In studies performed on different populations, varying RIs and cut-offs were reported (1, 13, 17, 22). One of these studies involved 25-30 million healthy newborns from around the world as part of a global collaborative effort (23). However, the cut-offs for amino acids and acylcarnitines depend on several factors, such as age, medication usage, parenteral nutrition, testing principle, instrument used, and genetic or ethnic background of a particular population (5, 22, 23). According to CLSI, each laboratory should establish its own RIs and cut-offs following guidelines approved by CLSI. One of the main challenges in RI investigations is the collection of samples from healthy individuals. On the other hand, the indirect method, which involves a large data set and considers population heterogeneity, is a valid and recommended approach for determining population-based RIs (8, 9).
This study is significant for establishing both age- and gender-specific RIs and cut-offs for amino acids and acylcarnitines in Turkish population. Reference intervals should be established as part of a national initiative involving a larger number of individuals and centers. One of the limitations of our study was that analysis were not done in duplicate.
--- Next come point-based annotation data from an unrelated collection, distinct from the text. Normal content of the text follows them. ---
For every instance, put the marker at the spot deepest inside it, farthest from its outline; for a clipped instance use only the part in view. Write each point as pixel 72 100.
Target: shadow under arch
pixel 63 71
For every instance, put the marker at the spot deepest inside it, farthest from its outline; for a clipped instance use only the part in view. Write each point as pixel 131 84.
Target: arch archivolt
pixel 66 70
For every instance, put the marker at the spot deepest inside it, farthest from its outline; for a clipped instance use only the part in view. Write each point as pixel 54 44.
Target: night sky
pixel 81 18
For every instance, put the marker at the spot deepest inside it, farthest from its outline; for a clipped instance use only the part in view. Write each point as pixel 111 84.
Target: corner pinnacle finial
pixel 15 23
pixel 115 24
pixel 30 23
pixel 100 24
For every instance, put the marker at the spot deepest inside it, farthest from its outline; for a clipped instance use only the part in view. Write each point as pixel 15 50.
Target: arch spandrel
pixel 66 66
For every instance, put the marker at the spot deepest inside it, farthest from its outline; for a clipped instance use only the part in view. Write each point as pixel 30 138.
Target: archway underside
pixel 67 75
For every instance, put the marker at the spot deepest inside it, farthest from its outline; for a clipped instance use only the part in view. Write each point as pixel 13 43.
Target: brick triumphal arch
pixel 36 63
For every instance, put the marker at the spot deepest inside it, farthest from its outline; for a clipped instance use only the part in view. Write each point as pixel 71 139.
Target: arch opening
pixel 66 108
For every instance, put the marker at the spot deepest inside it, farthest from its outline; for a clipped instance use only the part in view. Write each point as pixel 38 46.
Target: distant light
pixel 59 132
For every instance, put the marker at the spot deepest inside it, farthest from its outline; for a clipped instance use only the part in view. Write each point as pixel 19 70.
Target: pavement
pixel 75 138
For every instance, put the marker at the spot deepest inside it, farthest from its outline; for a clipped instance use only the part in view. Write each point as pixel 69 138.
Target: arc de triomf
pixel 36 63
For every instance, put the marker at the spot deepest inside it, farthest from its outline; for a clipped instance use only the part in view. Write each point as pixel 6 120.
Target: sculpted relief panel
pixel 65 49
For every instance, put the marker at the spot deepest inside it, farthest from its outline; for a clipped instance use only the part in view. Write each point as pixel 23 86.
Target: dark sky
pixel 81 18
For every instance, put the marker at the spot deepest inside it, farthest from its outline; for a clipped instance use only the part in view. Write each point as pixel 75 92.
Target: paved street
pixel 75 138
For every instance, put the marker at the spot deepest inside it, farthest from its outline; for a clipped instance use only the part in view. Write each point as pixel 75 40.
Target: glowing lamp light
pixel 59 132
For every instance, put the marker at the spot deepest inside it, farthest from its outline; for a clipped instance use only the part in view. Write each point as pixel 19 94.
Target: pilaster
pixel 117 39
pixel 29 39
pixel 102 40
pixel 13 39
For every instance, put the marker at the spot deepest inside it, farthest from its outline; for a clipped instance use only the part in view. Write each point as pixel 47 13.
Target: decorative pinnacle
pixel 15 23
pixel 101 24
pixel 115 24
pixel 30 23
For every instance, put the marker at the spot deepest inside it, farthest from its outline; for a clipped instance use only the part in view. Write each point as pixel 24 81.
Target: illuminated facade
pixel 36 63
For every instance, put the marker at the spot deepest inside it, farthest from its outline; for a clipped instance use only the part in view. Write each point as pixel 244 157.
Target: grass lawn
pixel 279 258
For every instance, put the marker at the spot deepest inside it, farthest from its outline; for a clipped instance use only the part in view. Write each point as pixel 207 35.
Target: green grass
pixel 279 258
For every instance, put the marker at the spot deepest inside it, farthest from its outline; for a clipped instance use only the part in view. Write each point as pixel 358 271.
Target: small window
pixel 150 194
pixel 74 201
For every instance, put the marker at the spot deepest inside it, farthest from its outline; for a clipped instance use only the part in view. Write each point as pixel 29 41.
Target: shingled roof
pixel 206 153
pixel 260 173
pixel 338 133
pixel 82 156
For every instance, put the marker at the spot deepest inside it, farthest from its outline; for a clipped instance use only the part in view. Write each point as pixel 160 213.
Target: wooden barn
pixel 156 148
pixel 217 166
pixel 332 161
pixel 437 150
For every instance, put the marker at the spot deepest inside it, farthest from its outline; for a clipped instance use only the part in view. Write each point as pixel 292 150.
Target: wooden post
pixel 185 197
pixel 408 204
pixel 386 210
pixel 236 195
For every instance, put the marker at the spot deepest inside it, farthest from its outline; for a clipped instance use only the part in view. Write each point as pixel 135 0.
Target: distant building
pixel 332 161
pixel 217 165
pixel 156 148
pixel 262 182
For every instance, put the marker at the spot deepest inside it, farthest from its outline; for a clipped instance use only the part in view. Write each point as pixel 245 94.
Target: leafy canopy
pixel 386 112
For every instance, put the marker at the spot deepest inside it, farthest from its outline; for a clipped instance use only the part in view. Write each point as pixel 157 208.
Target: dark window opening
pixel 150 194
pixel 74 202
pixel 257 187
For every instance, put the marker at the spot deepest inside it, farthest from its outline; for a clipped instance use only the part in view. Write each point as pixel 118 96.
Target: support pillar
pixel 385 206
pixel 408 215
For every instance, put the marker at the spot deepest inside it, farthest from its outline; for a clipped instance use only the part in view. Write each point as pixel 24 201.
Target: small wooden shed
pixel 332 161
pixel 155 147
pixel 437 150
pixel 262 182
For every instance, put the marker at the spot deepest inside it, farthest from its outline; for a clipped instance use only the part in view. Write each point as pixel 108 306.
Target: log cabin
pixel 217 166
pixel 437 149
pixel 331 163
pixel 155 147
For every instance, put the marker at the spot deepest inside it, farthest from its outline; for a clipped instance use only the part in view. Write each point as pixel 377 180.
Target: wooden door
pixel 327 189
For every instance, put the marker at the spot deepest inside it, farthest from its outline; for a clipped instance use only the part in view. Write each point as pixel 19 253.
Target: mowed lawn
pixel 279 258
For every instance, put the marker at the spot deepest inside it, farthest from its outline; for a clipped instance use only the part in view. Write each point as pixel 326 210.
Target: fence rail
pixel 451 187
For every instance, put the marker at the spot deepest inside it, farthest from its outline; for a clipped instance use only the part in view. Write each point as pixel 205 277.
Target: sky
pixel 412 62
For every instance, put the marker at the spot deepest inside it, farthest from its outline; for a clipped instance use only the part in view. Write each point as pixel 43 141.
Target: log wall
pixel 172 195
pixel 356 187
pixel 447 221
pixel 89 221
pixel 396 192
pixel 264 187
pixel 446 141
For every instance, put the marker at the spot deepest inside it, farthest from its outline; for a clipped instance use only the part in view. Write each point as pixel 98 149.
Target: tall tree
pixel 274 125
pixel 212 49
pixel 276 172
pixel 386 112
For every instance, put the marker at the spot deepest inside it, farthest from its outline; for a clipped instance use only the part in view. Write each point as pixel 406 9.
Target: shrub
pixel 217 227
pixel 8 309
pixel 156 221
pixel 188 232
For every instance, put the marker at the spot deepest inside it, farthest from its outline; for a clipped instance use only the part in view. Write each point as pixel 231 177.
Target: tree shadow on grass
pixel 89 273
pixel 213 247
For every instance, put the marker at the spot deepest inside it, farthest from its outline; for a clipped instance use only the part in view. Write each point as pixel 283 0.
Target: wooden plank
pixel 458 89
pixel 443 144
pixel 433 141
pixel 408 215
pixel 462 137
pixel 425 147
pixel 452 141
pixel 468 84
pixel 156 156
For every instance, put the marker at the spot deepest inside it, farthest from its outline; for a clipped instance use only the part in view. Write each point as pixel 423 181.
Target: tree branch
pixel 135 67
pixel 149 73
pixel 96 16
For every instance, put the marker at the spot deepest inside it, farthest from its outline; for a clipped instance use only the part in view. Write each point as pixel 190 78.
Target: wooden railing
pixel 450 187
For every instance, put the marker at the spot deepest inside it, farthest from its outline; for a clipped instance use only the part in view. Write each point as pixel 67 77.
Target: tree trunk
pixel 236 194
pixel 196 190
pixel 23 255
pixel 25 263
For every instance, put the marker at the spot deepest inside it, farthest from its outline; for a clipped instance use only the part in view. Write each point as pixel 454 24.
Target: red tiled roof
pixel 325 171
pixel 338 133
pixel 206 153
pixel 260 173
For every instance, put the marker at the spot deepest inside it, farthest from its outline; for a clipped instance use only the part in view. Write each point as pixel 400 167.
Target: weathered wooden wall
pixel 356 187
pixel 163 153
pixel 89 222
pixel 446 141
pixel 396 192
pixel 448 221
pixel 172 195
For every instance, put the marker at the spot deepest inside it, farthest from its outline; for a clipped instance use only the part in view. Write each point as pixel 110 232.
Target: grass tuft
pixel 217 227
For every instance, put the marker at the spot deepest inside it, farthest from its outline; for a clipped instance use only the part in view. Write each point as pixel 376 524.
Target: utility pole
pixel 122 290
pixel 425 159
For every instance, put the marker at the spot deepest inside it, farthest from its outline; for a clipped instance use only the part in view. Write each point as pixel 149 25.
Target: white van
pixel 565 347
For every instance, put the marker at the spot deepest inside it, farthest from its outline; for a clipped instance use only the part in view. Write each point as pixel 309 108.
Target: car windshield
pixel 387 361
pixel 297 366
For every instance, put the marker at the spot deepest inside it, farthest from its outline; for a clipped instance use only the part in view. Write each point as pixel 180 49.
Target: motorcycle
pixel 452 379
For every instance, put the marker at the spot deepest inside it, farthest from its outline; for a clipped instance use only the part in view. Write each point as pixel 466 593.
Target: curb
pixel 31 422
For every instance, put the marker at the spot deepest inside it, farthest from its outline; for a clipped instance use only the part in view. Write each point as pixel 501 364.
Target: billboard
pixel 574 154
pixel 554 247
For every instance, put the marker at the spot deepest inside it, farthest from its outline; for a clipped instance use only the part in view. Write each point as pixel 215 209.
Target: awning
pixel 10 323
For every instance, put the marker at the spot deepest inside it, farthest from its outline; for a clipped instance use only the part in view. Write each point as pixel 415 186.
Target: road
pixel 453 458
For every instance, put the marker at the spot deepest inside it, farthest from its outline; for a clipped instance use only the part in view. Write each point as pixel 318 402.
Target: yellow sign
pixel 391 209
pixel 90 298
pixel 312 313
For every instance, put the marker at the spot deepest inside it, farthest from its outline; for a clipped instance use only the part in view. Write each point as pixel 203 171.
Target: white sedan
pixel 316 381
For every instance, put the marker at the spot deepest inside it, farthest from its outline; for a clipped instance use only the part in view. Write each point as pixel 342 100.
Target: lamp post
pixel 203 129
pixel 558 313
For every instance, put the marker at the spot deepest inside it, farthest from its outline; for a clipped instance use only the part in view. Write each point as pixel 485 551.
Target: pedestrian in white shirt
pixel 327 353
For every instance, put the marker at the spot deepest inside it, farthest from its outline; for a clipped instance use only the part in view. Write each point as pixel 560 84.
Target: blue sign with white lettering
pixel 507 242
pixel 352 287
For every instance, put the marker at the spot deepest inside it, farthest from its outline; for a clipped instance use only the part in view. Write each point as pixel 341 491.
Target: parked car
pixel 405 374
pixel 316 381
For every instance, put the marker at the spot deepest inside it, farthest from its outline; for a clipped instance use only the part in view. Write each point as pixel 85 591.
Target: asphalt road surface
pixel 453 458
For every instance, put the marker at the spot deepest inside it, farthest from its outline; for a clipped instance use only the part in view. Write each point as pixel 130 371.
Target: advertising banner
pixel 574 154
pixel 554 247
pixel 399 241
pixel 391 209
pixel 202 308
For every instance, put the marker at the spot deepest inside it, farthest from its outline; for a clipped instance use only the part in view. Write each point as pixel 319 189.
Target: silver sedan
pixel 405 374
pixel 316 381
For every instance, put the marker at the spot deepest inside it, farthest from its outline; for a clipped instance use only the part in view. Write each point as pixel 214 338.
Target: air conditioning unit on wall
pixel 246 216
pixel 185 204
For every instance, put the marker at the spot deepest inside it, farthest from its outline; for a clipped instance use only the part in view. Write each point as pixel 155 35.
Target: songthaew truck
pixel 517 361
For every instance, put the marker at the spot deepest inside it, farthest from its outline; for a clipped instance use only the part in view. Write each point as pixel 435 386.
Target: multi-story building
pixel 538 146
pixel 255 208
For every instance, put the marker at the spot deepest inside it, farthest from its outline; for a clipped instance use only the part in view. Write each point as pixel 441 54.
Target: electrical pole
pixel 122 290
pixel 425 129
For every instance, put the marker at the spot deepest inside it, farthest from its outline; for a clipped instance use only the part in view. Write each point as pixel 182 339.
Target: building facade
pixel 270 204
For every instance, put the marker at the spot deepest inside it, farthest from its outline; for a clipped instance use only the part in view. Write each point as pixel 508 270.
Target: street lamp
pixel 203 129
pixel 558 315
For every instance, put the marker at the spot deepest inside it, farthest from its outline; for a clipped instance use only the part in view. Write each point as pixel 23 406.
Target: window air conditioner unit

It was conducted in a single center, and the sample size was relatively small for some age and gender subgroups. Another limitation is the absence of ratios, which have been shown to improve diagnostic sensitivity or specificity and aid in treatment monitoring. Additionally, we were unable to assess clinical utility of RIs we established.
In conclusion, establishing age-related RIs can enhance the quality of medical care by facilitating early diagnosis and therapy, especially in certain metabolic disorders presenting with mild biochemical abnormalities and subtle clinical manifestations.